To automate things, and since zram likes having the same number of ramdisks as CPU cores, I suggest a script like this (crappy, totally unprofessional) one be included somewhere in the next Salix release...
Code: Select all
# Number of CPU cores and bytes of physical memory
num_cpus=`grep -c processor /proc/cpuinfo`
mem_bytes=`free -b | grep Mem | tr -s " " | cut -f 2 -d " "`
# individual disk size is half of MEM_BYTES, divided by NUM_CPUS
zram_size=$(($mem_bytes / $num_cpus))
# Load zram and resize the disks
modprobe zram num_devices=$num_cpus
for i in /sys/block/zram*; do
echo $zram_size > $i/disksize
done
# Create the swap spaces and start swapping
for i in /dev/zram*; do
mkswap $i
swapon -p 32767 $i
done
NB: I certainly don't suggest that anything like this be enabled by default... Just present in the install in case someone wants to run Salix on an old machine.

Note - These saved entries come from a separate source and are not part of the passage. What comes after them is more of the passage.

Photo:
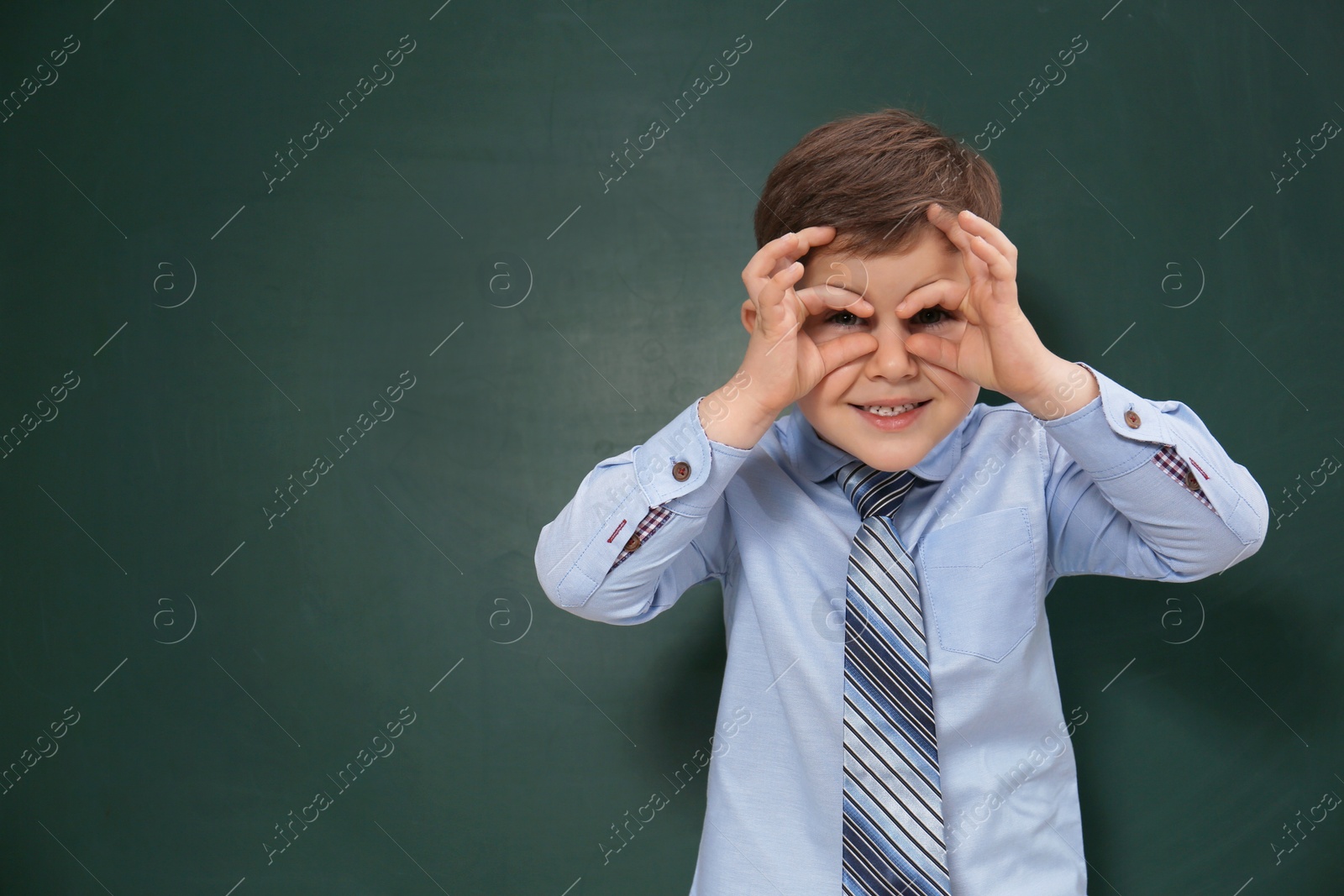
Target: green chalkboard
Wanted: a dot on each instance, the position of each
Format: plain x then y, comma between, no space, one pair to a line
313,315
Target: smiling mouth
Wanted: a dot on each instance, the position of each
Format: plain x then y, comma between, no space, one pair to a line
880,410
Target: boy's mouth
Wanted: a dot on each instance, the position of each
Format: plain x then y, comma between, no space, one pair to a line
891,417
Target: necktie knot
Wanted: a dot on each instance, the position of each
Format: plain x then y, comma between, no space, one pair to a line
875,492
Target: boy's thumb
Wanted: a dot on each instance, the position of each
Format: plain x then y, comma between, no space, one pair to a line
844,349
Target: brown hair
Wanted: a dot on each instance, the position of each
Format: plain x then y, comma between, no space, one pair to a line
871,176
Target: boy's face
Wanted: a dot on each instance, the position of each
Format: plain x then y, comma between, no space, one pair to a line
887,375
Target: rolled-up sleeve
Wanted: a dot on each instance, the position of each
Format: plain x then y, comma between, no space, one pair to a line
678,472
1131,485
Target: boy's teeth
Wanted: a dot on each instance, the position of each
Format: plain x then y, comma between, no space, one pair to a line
890,411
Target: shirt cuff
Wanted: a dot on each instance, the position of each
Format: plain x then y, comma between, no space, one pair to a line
1115,432
680,466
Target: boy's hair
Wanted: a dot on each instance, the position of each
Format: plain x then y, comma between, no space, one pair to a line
871,176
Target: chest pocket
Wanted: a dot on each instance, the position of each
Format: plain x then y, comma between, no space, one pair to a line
980,582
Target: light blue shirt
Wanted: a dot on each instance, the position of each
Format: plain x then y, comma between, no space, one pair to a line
1012,504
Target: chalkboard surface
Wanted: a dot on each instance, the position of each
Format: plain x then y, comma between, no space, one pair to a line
313,315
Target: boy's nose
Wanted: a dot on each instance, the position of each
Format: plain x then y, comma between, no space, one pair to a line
891,360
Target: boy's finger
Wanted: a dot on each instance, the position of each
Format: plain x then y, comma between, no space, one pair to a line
824,297
781,251
851,347
770,291
942,293
978,226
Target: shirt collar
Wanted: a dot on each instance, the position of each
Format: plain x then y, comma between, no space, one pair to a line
817,458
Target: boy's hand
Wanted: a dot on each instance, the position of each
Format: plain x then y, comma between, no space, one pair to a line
999,347
783,362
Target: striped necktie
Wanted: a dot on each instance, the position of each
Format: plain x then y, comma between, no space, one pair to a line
891,825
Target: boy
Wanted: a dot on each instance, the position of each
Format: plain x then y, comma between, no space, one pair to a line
900,754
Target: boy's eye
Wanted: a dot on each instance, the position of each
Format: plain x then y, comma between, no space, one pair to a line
850,318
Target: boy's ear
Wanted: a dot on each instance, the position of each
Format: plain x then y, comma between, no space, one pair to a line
749,315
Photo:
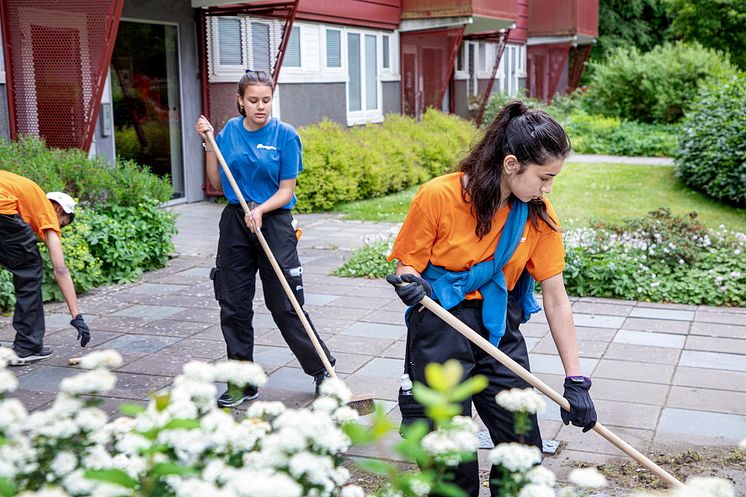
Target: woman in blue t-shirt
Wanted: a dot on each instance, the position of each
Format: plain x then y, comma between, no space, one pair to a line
264,155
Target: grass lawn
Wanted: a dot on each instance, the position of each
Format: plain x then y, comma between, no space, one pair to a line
587,192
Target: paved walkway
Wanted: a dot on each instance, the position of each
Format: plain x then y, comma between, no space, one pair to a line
666,377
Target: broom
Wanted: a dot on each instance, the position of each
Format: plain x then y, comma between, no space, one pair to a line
363,404
509,363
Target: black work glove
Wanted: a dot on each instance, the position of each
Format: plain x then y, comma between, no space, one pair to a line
582,412
84,334
412,293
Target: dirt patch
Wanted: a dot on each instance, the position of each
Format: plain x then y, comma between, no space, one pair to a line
706,462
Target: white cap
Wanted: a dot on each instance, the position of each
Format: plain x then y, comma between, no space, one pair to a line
66,201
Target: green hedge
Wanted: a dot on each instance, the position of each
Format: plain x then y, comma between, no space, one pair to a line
119,229
598,134
712,157
342,165
659,258
656,86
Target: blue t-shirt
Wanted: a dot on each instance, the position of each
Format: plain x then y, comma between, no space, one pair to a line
259,159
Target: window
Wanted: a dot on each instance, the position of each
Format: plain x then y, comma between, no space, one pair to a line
371,73
292,54
260,48
353,64
385,63
230,47
333,48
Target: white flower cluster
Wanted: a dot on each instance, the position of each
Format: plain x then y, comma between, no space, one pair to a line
521,400
515,457
450,444
281,452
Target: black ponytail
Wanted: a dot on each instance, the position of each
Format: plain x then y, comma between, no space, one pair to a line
533,137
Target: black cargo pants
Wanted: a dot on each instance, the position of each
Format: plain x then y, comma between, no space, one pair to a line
239,257
430,339
20,255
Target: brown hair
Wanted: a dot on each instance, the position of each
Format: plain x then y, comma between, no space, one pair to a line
533,137
252,78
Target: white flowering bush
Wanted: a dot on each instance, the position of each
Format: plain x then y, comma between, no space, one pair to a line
658,258
179,445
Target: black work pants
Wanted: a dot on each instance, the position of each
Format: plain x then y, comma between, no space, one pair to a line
432,340
19,254
239,257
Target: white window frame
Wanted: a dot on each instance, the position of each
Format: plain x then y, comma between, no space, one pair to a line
336,71
364,116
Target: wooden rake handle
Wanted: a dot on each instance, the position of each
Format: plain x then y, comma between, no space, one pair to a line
272,260
509,363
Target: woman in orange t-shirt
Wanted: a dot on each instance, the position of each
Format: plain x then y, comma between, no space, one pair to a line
475,241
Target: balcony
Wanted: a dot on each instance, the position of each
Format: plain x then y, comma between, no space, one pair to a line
479,15
550,18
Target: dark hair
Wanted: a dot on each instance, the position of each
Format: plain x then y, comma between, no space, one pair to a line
534,137
252,78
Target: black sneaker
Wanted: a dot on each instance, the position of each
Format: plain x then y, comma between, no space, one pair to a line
234,396
25,357
318,379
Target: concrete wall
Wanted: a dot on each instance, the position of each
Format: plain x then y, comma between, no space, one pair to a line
307,103
180,11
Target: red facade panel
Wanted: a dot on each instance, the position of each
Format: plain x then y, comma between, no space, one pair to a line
495,9
382,14
57,56
519,34
563,17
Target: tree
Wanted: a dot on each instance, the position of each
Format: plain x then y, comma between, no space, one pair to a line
715,24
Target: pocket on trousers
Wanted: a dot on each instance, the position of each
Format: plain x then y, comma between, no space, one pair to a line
20,250
411,411
217,282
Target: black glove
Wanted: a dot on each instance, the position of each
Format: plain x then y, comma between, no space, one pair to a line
84,334
412,293
582,412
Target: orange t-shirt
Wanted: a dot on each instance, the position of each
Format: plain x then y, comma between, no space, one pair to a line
440,228
19,195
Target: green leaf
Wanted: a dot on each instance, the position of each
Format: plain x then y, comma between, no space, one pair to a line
116,476
377,466
167,468
7,488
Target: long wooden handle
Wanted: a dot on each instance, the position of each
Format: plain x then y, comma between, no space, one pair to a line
272,260
509,363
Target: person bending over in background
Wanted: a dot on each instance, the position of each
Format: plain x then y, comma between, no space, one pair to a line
26,212
475,241
264,156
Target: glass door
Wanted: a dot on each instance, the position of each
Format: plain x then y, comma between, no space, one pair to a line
145,93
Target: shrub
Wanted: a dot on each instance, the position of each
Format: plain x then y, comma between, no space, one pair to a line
119,230
658,258
343,165
92,181
656,86
595,133
712,155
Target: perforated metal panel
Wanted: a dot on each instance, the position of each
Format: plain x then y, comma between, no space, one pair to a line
57,56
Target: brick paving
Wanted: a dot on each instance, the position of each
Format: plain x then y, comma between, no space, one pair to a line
666,377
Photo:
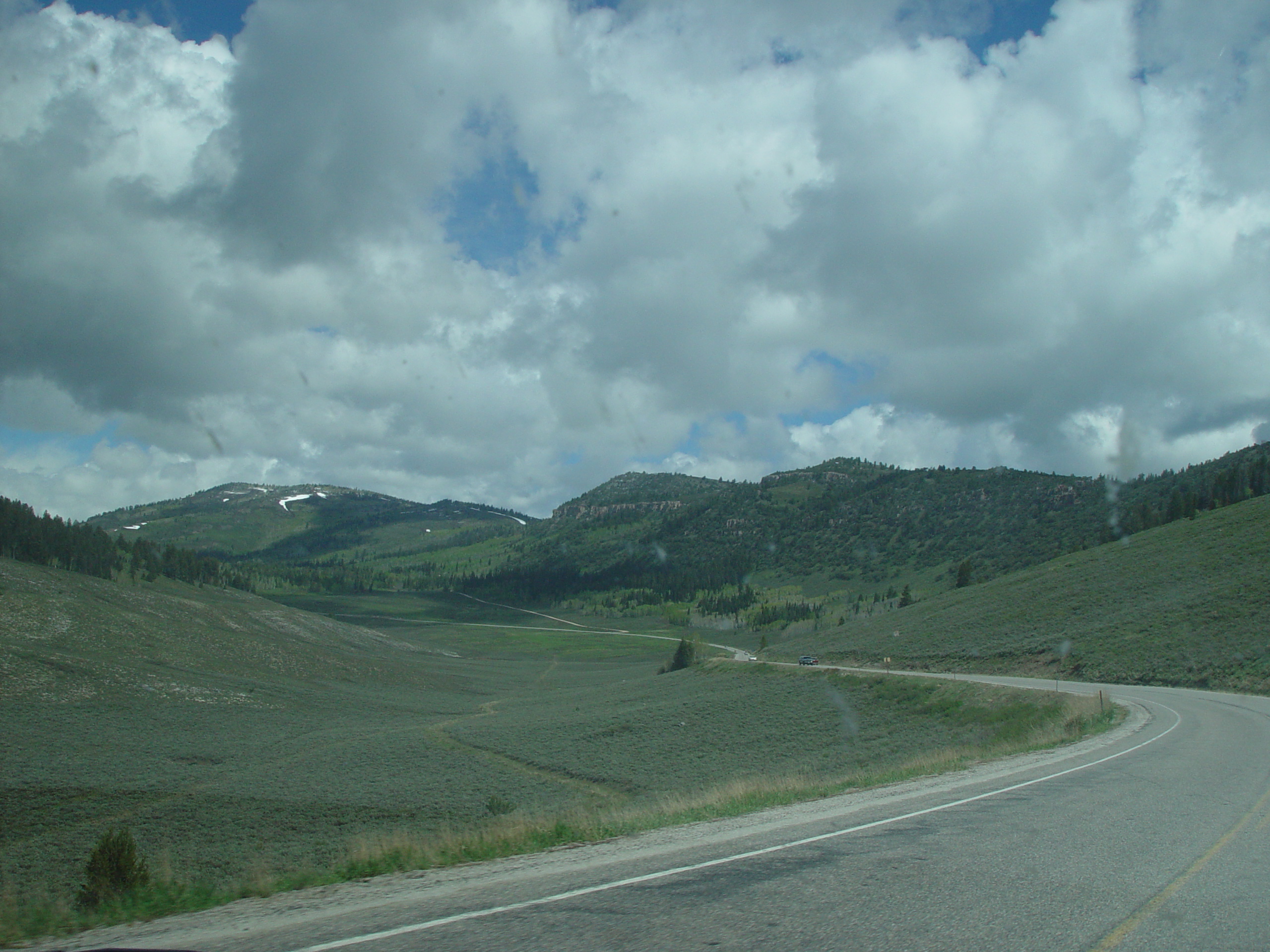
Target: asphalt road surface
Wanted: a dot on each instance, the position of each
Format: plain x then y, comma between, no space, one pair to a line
1156,837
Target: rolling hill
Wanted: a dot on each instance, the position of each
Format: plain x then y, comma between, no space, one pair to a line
1187,604
299,524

(Not that old machines with multiple cores are common, but who knows.)
Edit 05/17/2012: updated the script to be less brain damaged. Also note that, for 3.x kernels, you must use zram_num_devices rather than num_devices as the module parameter.
Edit 08/05/2012: modified the script so it doesn't bail out on computers with < 1 GB of memory. Duh!